Acho que deve ser alguma coisa na linha de Vasco da Gama. Um grande navegador é um exemplo para um bom nome ou alguma coisa nessa linha.
Qual o jogo mais marcante da Lusa para o senhor?
São dois. O primeiro foi um 7 X 3 sobre o Corinthians em 1951. Um jogaço, em que chovia muito no Pacaembu e o Gilmar era o goleiro do Corinthians. O outro foi um 8 X 0 sobre o Santos, pelo Campeonato Paulista de 1955.
Quais melhores técnicos da Portuguesa ao longo da nossa história?

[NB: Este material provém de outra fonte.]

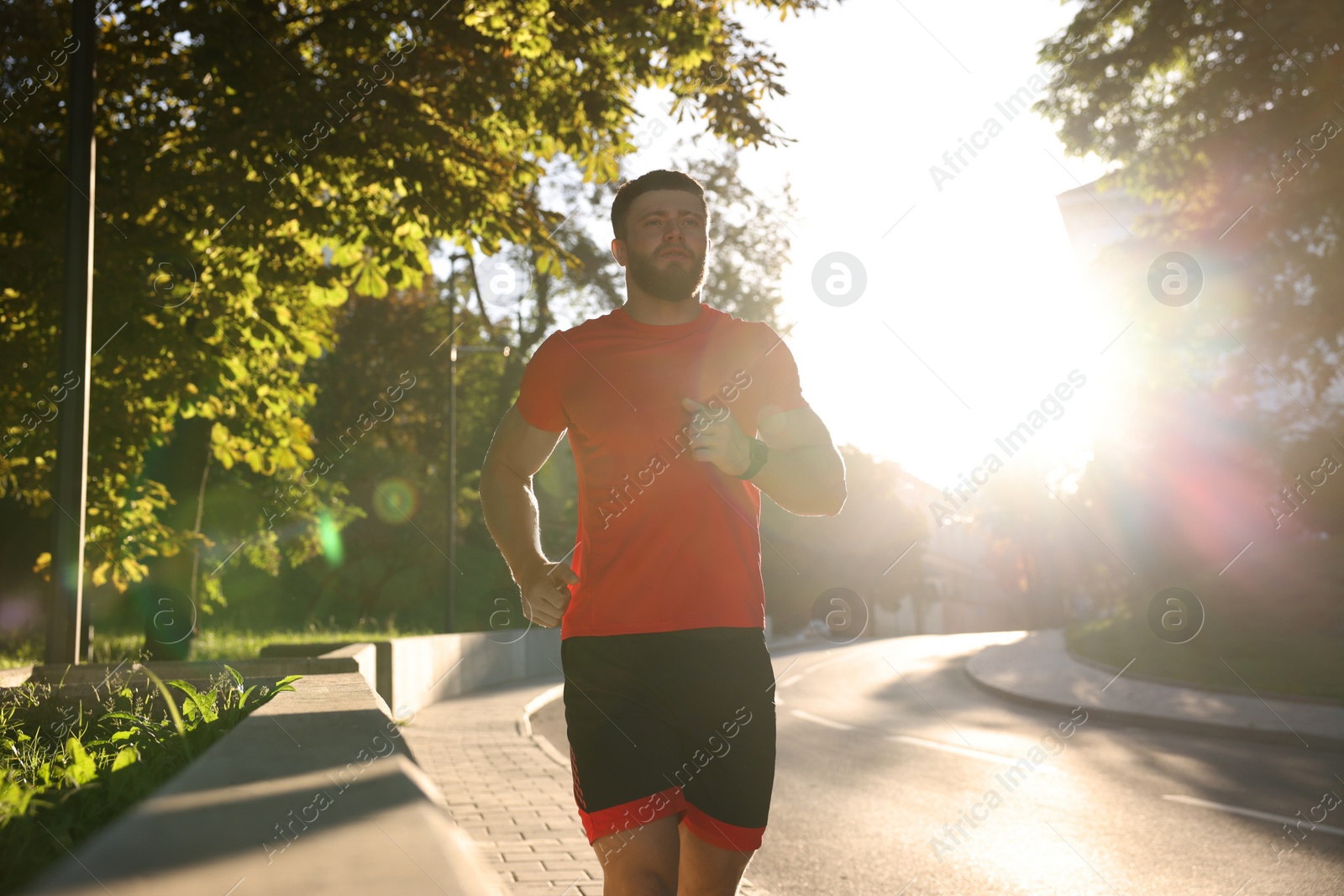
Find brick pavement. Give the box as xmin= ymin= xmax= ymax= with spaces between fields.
xmin=403 ymin=676 xmax=770 ymax=896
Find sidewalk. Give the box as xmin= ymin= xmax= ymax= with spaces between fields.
xmin=966 ymin=629 xmax=1344 ymax=750
xmin=403 ymin=674 xmax=770 ymax=896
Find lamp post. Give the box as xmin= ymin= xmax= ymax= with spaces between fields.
xmin=45 ymin=0 xmax=97 ymax=663
xmin=446 ymin=345 xmax=509 ymax=631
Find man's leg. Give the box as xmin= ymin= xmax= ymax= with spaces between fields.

Oto Glória e Benazzi. Oto Glória por tudo de óbvio que ele fez à Lusa e Benazzi por ter "a cara” da Portuguesa.
"Não tenho como falar mal de um profissional que tirou a Lusa praticamente da terceira divisão e a trouxe para a primeira"
E por que o senhor acha que há tantas críticas ao Benazzi?
Não sei. Não tenho como falar mal de um profissional que tirou a Lusa praticamente da terceira divisão e a trouxe para a primeira. Não acho que alguns resultados infelizes sejam uma razão suficiente para tirá-lo do comando rubro-verde.
E a camisa preta, o senhor gosta?
Gosto. Tenho uma com meu nome e tudo. A terceira camisa é uma realidade do futebol atual, a maioria dos times tem uma.
Há alguma camisa da Portuguesa que o senhor goste em especial?
Gosto daquela branca, com gola e detalhes da manga em vermelho e verde, que a Portuguesa usava na década de 70. Dava muita sorte ao time, ao Enéas principalmente.